医師監修|妊婦は温泉卵を食べても大丈夫?注意点やリスクを解説
2023/6/13
妊娠中生卵は食べてはいけませんが、温泉卵はどうなのでしょうか?基本的に、黄身までしっかり加熱されている卵なら食べても問題ないとされていますが、温泉卵を食べる際には注意しなければならない点があります。この記事では温泉卵を食べる際のリスクや注意点を解説していきます。

「妊娠中は生卵NG!」というのは知っている方が多いはず。しかし「温泉卵」の場合は、はっきりと答えられない方もいるのではないでしょうか。生卵と違い、加熱されているので食べてもよいのかどうか迷ってしまいますよね。
そこで今回は、妊婦が温泉卵を食べても問題ないのか、作るときには何に気をつけたら良いのかなどについて解説します。
この記事の監修者

コロンビア大学病院 一般産婦人科医
常盤真琴先生
山形大学医学部卒業、日本医師免許取得。ニューヨーク大学メディカルセンターにて産婦人科研修を修了。米国医師免許取得。現在コロンビア大学病院にて一般産婦人科医として勤務。
妊婦さんは温泉卵を食べてもいい?
結論から言うと、加熱済みの温泉卵なら、妊婦さんが食べてもほとんど問題ありません。基本的に卵は60度で15分加熱することで、サルモネラ菌が死滅するからです。
温泉卵は作り方にもよりますが、65~70度で15~18分ほど茹でなければなりません。つまり、一般的なレシピで温泉卵を作ればサルモネラ菌はしっかりと殺菌できるのです。

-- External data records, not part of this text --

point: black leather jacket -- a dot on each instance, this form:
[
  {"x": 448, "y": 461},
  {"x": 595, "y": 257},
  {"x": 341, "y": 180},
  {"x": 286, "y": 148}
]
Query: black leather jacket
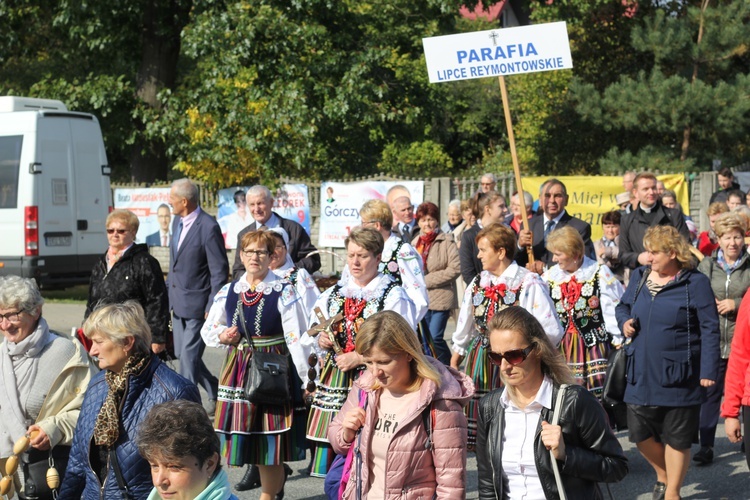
[{"x": 593, "y": 453}]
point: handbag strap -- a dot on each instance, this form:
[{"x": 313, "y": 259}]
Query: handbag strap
[
  {"x": 118, "y": 474},
  {"x": 557, "y": 410}
]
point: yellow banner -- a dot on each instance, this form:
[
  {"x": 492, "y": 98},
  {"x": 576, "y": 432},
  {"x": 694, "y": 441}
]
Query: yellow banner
[{"x": 590, "y": 197}]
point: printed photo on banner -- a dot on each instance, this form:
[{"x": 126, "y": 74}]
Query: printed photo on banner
[
  {"x": 590, "y": 197},
  {"x": 341, "y": 201},
  {"x": 151, "y": 206},
  {"x": 290, "y": 202}
]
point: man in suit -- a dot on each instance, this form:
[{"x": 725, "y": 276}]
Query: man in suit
[
  {"x": 407, "y": 227},
  {"x": 198, "y": 269},
  {"x": 554, "y": 216},
  {"x": 492, "y": 208},
  {"x": 259, "y": 203},
  {"x": 162, "y": 237},
  {"x": 649, "y": 212}
]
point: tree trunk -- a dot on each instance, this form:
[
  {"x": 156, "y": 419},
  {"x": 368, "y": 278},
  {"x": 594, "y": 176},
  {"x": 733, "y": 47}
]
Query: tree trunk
[{"x": 163, "y": 21}]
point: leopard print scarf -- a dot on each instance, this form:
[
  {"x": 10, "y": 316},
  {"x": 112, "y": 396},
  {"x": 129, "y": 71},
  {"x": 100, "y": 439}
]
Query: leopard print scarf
[{"x": 107, "y": 426}]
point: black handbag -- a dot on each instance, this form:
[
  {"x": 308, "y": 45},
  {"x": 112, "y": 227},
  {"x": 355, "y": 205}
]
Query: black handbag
[
  {"x": 267, "y": 376},
  {"x": 35, "y": 464},
  {"x": 615, "y": 379}
]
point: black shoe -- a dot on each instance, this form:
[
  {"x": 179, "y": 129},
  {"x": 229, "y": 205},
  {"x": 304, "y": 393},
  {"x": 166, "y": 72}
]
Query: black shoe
[
  {"x": 659, "y": 490},
  {"x": 704, "y": 456},
  {"x": 250, "y": 480},
  {"x": 287, "y": 472}
]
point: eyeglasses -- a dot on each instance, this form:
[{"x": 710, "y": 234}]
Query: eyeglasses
[
  {"x": 513, "y": 357},
  {"x": 312, "y": 360},
  {"x": 12, "y": 317},
  {"x": 257, "y": 253}
]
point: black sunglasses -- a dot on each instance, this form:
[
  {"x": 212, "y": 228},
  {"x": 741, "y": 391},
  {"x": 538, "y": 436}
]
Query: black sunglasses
[{"x": 513, "y": 357}]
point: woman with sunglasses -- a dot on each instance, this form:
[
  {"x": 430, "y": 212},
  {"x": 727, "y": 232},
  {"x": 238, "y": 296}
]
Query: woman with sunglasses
[
  {"x": 363, "y": 294},
  {"x": 405, "y": 414},
  {"x": 264, "y": 313},
  {"x": 127, "y": 271},
  {"x": 515, "y": 435},
  {"x": 501, "y": 284},
  {"x": 585, "y": 294}
]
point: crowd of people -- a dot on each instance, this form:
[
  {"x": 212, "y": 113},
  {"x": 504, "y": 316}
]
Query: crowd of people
[{"x": 360, "y": 377}]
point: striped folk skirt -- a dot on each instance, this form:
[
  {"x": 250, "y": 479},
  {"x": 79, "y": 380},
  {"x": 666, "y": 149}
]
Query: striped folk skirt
[
  {"x": 330, "y": 396},
  {"x": 486, "y": 377},
  {"x": 256, "y": 433},
  {"x": 588, "y": 364}
]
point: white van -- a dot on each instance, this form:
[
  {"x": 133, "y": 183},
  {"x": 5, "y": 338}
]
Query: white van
[{"x": 54, "y": 192}]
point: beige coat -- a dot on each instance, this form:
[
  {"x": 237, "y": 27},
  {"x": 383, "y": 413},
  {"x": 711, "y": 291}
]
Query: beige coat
[
  {"x": 443, "y": 267},
  {"x": 62, "y": 405}
]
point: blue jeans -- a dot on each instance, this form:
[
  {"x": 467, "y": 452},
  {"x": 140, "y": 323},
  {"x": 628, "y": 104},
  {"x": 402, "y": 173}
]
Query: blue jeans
[{"x": 433, "y": 324}]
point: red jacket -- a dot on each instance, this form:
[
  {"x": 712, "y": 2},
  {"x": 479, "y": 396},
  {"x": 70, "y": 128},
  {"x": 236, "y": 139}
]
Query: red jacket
[{"x": 737, "y": 381}]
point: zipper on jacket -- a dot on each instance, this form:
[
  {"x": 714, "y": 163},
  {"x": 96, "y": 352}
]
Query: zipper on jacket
[{"x": 104, "y": 483}]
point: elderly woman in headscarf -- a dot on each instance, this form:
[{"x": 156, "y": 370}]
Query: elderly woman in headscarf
[
  {"x": 43, "y": 376},
  {"x": 104, "y": 461}
]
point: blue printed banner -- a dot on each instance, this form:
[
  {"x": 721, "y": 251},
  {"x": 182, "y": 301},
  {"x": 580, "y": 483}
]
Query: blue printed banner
[{"x": 500, "y": 52}]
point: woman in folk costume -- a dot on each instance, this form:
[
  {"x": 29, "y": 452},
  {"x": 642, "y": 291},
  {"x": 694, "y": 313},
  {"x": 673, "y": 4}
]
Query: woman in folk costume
[
  {"x": 501, "y": 284},
  {"x": 264, "y": 313},
  {"x": 585, "y": 294},
  {"x": 365, "y": 292},
  {"x": 283, "y": 267}
]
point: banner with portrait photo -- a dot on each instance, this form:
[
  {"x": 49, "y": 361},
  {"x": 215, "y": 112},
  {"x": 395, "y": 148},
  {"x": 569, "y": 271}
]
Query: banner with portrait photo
[
  {"x": 145, "y": 203},
  {"x": 340, "y": 203}
]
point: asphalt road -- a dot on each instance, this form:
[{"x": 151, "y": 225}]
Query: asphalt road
[{"x": 726, "y": 478}]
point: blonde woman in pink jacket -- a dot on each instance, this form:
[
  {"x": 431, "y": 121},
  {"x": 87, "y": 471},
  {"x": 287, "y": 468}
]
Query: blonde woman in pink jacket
[{"x": 406, "y": 415}]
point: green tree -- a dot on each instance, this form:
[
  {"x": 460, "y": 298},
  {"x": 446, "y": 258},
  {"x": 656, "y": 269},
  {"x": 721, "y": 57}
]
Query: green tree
[{"x": 691, "y": 101}]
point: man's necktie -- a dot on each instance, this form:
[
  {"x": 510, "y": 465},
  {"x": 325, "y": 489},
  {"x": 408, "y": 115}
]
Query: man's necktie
[
  {"x": 176, "y": 237},
  {"x": 548, "y": 227}
]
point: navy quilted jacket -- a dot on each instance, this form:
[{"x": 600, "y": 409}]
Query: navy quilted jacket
[{"x": 156, "y": 384}]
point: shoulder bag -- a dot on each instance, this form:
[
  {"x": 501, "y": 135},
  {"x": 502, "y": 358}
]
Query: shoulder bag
[
  {"x": 615, "y": 379},
  {"x": 267, "y": 379}
]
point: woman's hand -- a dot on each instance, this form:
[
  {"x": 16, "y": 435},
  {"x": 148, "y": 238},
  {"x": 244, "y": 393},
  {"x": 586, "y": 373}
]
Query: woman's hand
[
  {"x": 725, "y": 306},
  {"x": 351, "y": 423},
  {"x": 552, "y": 439},
  {"x": 456, "y": 360},
  {"x": 348, "y": 360},
  {"x": 230, "y": 336},
  {"x": 733, "y": 429},
  {"x": 324, "y": 341},
  {"x": 628, "y": 329},
  {"x": 41, "y": 440}
]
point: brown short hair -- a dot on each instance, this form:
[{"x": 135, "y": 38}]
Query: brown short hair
[
  {"x": 262, "y": 238},
  {"x": 499, "y": 236},
  {"x": 566, "y": 240}
]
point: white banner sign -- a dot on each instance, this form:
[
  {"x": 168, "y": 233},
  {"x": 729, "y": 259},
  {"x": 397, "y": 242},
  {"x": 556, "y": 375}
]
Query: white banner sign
[
  {"x": 507, "y": 51},
  {"x": 340, "y": 203}
]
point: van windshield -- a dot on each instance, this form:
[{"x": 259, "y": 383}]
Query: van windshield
[{"x": 10, "y": 160}]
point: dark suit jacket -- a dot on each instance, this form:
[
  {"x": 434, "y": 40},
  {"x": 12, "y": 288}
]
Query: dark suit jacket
[
  {"x": 198, "y": 270},
  {"x": 540, "y": 251},
  {"x": 154, "y": 239},
  {"x": 299, "y": 249},
  {"x": 467, "y": 254}
]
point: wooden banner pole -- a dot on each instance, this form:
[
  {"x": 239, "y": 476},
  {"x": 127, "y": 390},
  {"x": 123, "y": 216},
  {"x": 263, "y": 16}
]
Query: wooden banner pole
[{"x": 516, "y": 168}]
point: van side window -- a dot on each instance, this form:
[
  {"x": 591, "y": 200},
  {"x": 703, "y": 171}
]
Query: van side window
[{"x": 10, "y": 162}]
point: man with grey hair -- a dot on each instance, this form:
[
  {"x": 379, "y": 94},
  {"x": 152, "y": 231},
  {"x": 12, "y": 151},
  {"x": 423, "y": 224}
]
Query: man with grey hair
[
  {"x": 198, "y": 268},
  {"x": 259, "y": 203},
  {"x": 488, "y": 182}
]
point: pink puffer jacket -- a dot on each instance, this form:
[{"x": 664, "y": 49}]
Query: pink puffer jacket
[{"x": 414, "y": 472}]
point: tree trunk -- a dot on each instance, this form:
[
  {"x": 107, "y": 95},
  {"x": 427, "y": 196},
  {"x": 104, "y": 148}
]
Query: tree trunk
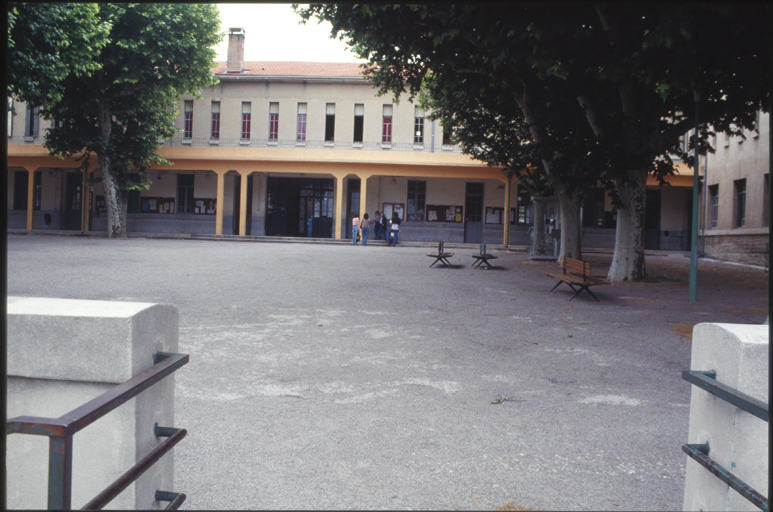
[
  {"x": 115, "y": 199},
  {"x": 628, "y": 259},
  {"x": 571, "y": 230}
]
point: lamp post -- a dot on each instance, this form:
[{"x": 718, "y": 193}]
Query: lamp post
[{"x": 694, "y": 227}]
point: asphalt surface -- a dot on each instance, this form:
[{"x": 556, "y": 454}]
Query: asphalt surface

なお、そもそもなぜサルモネラ菌に気を付けなければならないかというと、妊娠中は免疫力が下がっているため、普段なら問題ない量のサルモネラ菌でも、感染して食中毒を起こす危険性があるからです。生の卵にはサルモネラ菌がいる可能性があるため、妊娠中は生卵を避ける必要があります。
妊娠中に生卵を食べるリスクについては、「妊婦さんは生卵を食べちゃダメ?生卵に潜むリスクや食べる際の注意点とは【産婦人科医監修】」の記事で詳しく解説していますので、ぜひ併せてご覧ください。
市販の温泉卵や半熟卵は食べても大丈夫?
市販の温泉卵や半熟卵には、しっかりと加熱されていないものが含まれている可能性があるため、避けるのが無難です。
妊娠中は免疫力が低下しているので、市販の温泉卵や半熟卵のように、少しでも感染症のリスクがあるものは控えるようにしましょう。どうして温泉卵を食べたい場合は、生卵や半熟卵は避け、しっかり火を通した自作の温泉卵を食べるようにしてください。
妊婦さんが温泉卵を食べる際のリスクは?
前述のとおり、しっかりと加熱されている温泉卵なら妊娠中に食べても問題ないですが、半熟と混同する可能性があるため、リスクがゼロというわけではありません。
ここでは、加熱が足りない温泉卵を食べてしまった場合のリスクについて解説します。
サルモネラ菌に感染する
生の卵はサルモネラ菌に感染している恐れがあります。しかし、日本においてその確率は非常に低く、食品安全委員会で実施された研究では、「全国から集めた約10万個の卵でサルモネラ菌に汚染されていたのは3検体」*といわれています。
しかし、リスクがゼロではない以上、免疫力が下がっている妊娠中に生の卵を食べることは控えましょう。
また、外国では日本よりもサルモネラ菌に感染した卵が多いことから、生食せずに必ず火を通すようにしているところがほとんどです。
現在海外に在住する方、また旅行などで海外を訪れる方は、卵が十分に加熱されているか特に気を付けるようにしましょう。
出典:内閣府食品安全委員会e-マガジン 「生活の中の食品安全 -安心して生卵を食べられる国-」
妊婦さんがサルモネラ菌に感染するとどうなる?
万が一サルモネラ菌に感染してしまうと、下痢や嘔吐、腹痛や発熱などの症状が出ます。嘔吐や下痢によって脱水症状を起こすこともあります。トキソプラズマ症やリステリア菌とは違い、感染しても胎児に影響が直接出ることはありませんが、激しい下痢を繰り返すと子宮が収縮し、早産や流産につながる可能性があるので要注意です。
もしも火が通っていない卵を食べた後に下痢や嘔吐、腹痛などの症状が出たら、かならずかかりつけ医に相談しましょう。なお、下痢止めを使用すると菌の排出を遅らせることになり、症状が長引くことがありますので、自己判断で下痢止めを服用するのは避けてください。
サルモネラ菌以外に気をつけるべき感染症は?
生卵から感染することのあるサルモネラ菌以外にも、妊婦さんが気をつけるべき感染症がいくつかあります。よく知られているのがトキソプラズマ症とリステリア菌です。なお、生卵からトキソプラズマ症やリステリア菌に感染することはほぼありません。
トキソプラズマ症は火が十分に通っていない肉や野菜から感染します。妊婦さんがトキソプラズマ症を発症すると、胎盤を通して赤ちゃんが先天性トキソプラズマ症を発症することがあるので注意しましょう。目や脳、肝機能に障害が出たり、時には死産を引き起こしたりすることがあります。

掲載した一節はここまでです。